À l’approche de l’examen à l’Assemblée nationale d'une proposition législative affirmant le droit de certains salariés à travailler le 1er mai, un sondage révèle que 73,7% des répondants sont en faveur de cette initiative, sous condition de double rémunération pour les volontaires. La CPME (Confédération des petites et moyennes entreprises), qui a commandé l'étude, souligne un vaste soutien populaire.
Le sondage montre que l'appui pour l'ouverture des commerces le 1er mai traverse les générations : 67,5% des jeunes adultes (18-24 ans) et 75,4% des 25-34 ans se déclarent favorables, tout comme 75,4% des 35-49 ans, et 73% des plus de 50 ans.

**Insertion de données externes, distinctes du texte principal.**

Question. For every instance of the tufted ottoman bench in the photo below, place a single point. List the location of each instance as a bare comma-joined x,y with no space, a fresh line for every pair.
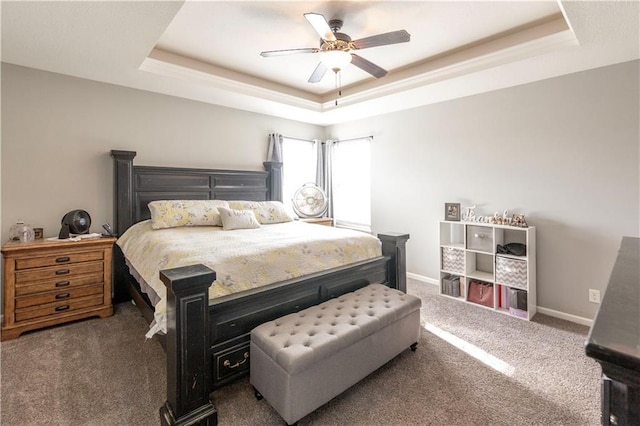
301,361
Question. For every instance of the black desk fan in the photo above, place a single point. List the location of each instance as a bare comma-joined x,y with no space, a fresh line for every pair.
75,222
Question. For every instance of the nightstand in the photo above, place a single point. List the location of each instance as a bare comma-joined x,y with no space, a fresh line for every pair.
327,221
52,282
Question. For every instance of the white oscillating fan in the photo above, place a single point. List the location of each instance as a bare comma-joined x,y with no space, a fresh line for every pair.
309,201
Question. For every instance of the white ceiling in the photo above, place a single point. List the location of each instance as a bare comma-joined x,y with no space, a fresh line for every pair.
210,50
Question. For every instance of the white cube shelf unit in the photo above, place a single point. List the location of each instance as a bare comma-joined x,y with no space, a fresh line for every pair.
468,252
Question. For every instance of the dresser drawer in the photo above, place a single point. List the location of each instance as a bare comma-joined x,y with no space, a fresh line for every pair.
58,272
59,259
60,283
57,296
58,307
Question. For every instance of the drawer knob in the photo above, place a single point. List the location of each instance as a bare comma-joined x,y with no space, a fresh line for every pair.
227,363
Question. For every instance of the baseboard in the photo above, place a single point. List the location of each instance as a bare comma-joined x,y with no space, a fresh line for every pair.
565,316
545,311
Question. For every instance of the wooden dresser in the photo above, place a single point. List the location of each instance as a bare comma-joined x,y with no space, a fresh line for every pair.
52,282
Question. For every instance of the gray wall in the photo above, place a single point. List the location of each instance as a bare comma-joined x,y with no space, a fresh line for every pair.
57,132
564,151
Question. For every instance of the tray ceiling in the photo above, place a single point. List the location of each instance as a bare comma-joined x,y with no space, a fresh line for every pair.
210,50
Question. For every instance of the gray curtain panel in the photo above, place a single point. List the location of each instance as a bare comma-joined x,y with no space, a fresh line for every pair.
275,147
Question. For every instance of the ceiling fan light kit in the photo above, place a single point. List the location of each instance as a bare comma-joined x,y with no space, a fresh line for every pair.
336,47
335,59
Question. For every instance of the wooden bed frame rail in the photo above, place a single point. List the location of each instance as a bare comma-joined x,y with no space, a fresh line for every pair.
207,342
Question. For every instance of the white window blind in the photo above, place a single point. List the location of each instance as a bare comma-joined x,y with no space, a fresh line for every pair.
352,183
299,163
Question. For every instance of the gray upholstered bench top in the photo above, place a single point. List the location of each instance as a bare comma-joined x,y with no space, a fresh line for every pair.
299,340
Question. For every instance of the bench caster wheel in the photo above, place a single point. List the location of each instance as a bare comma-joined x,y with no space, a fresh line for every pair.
257,394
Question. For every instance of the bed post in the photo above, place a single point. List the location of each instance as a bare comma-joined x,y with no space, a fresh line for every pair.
275,180
187,346
395,245
123,190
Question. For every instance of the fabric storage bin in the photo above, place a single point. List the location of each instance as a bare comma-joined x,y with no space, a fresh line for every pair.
511,272
480,238
453,260
451,285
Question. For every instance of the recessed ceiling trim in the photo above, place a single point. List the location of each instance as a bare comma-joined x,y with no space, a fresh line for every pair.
545,37
191,70
550,37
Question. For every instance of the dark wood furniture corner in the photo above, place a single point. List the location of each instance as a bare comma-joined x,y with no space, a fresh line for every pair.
207,341
52,282
614,339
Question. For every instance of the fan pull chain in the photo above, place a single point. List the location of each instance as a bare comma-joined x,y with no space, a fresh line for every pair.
338,86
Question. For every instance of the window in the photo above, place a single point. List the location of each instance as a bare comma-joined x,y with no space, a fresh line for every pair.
352,183
298,166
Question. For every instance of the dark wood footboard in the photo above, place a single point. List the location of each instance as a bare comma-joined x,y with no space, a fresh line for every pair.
208,343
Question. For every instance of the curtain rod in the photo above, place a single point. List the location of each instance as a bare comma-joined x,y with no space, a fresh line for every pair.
354,139
299,139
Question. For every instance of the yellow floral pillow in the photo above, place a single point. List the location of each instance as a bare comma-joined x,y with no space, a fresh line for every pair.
175,213
265,211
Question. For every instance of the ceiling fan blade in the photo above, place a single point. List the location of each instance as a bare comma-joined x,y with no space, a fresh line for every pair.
368,66
321,26
289,51
318,73
393,37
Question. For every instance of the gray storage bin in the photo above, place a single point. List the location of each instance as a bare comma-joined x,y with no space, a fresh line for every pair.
511,272
480,238
451,285
453,260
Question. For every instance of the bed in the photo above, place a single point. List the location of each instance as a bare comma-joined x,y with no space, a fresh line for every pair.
207,340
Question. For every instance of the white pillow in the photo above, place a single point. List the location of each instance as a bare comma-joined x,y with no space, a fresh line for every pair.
238,219
265,211
174,213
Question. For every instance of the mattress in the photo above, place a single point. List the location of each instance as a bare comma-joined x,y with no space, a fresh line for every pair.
243,259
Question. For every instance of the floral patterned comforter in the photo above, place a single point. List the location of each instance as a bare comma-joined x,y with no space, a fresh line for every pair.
243,259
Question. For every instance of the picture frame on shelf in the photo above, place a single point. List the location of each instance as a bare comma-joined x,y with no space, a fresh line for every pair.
519,221
452,211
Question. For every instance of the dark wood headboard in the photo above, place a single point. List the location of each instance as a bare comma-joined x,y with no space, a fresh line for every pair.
136,186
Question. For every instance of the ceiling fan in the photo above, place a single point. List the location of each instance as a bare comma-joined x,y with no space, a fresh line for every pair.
336,47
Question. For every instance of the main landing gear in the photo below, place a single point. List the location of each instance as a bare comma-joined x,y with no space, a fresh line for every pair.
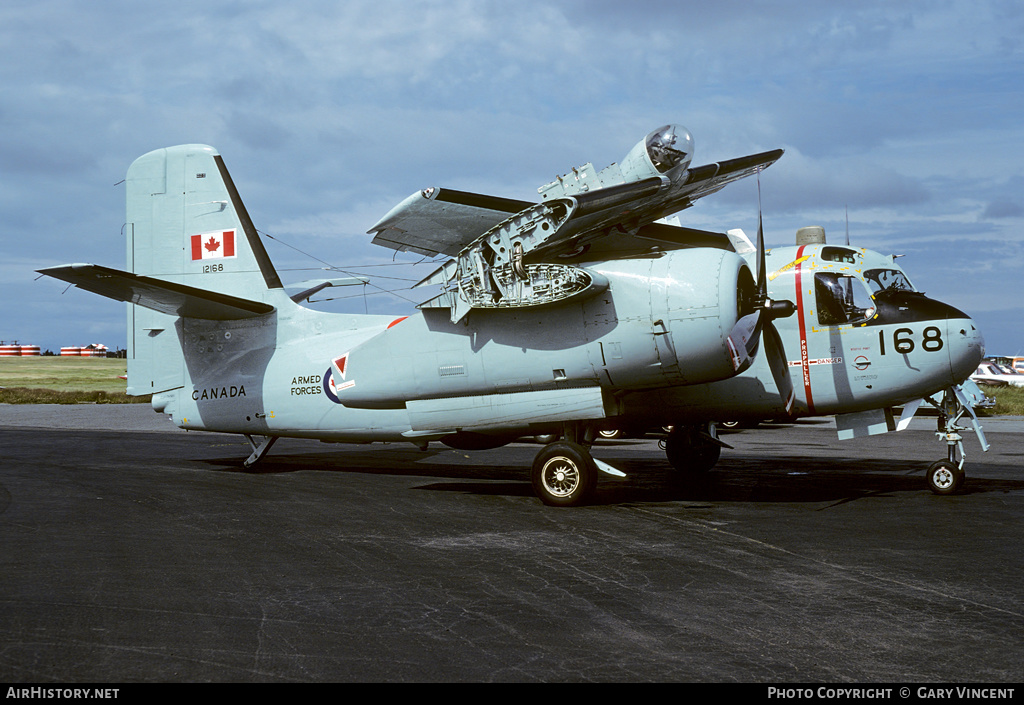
564,472
946,477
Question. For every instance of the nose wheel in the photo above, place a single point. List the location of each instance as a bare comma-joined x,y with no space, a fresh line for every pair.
946,477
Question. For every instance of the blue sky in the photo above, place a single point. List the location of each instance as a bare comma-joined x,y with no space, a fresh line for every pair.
328,114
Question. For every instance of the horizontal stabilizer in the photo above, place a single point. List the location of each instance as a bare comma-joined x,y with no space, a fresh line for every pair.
166,297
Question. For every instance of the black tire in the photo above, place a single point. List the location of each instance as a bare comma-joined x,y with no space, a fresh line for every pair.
944,478
687,452
563,474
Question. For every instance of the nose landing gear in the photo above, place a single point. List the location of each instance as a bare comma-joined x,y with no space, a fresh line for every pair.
946,477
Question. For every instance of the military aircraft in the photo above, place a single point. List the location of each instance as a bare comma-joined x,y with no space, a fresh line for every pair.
584,310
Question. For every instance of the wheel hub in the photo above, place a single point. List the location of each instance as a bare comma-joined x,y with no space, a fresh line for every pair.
561,478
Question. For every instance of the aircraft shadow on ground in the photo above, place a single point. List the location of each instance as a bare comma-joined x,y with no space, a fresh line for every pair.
780,479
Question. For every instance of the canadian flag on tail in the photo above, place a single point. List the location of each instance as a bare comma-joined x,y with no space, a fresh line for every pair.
219,245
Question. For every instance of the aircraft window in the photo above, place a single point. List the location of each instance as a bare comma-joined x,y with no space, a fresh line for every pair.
887,280
839,254
842,299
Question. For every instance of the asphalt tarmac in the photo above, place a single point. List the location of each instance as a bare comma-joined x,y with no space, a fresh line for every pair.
133,551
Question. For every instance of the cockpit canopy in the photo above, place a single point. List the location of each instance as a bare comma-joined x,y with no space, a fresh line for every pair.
670,147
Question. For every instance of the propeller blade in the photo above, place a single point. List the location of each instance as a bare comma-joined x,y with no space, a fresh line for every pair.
742,340
779,366
762,276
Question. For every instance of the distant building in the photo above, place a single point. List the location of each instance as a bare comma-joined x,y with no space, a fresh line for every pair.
95,349
15,350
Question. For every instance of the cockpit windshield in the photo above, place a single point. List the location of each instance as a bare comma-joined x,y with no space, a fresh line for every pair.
887,280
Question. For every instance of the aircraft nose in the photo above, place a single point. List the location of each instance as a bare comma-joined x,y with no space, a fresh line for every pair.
967,346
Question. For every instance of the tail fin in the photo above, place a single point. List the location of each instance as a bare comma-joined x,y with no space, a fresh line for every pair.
187,224
193,253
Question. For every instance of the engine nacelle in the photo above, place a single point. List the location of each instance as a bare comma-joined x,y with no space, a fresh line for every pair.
666,152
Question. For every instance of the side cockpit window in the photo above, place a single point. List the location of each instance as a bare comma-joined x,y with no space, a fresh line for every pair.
887,280
842,299
840,254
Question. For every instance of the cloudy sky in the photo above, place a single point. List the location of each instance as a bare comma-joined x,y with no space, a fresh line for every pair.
907,115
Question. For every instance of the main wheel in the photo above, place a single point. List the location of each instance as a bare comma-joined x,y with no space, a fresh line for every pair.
563,474
944,478
688,452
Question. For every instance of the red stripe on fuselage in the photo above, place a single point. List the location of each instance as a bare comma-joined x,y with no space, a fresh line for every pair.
805,365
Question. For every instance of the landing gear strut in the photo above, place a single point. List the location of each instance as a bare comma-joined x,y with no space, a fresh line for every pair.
946,477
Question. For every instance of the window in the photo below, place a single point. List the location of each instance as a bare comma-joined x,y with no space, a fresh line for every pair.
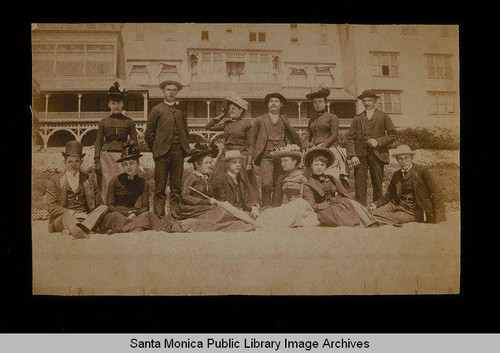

Débat parlementaire à venir
Amir Reza-Tofighi, président de la CPME, a affirmé dans La Tribune Dimanche : "Cela dépasse le cadre de l’entreprise, cette question concerne tous les Français. Comme nous le pressentions, ils sont très majoritaires pour. Les organisations qui s’y opposent se trompent de combat."
Ce texte avait été soumis pour discussion en janvier dernier, mais n'avait pas pu être examiné. Cette fois-ci, le groupe Renaissance a relancé le débat dans le cadre de sa niche parlementaire prévue pour le 10 avril.
L'intersyndicale s'oppose fermement
Dans une lettre officielle, les organisations syndicales CFDT, CGT, FO, CFE-CGC, CFTC, UNSA, Solidaires et FSU ont conjuré les députés de rejetter le projet, argumentant que "l'ouverture de la dérogation au principe du repos rémunéré le 1er mai constitue une première brèche" dans le droit du travail. Selon eux, chaque exception pourrait devenir la norme, créant un précédent dangereux pour les droits des travailleurs.
Cette controverse met en lumière le fossé entre les opinions représentées par les syndicats et le soutien manifesté par une grande partie de la population. Dans un contexte économique fragile, cette question demeure cruciale pour les futurs débats sur la législation du travail.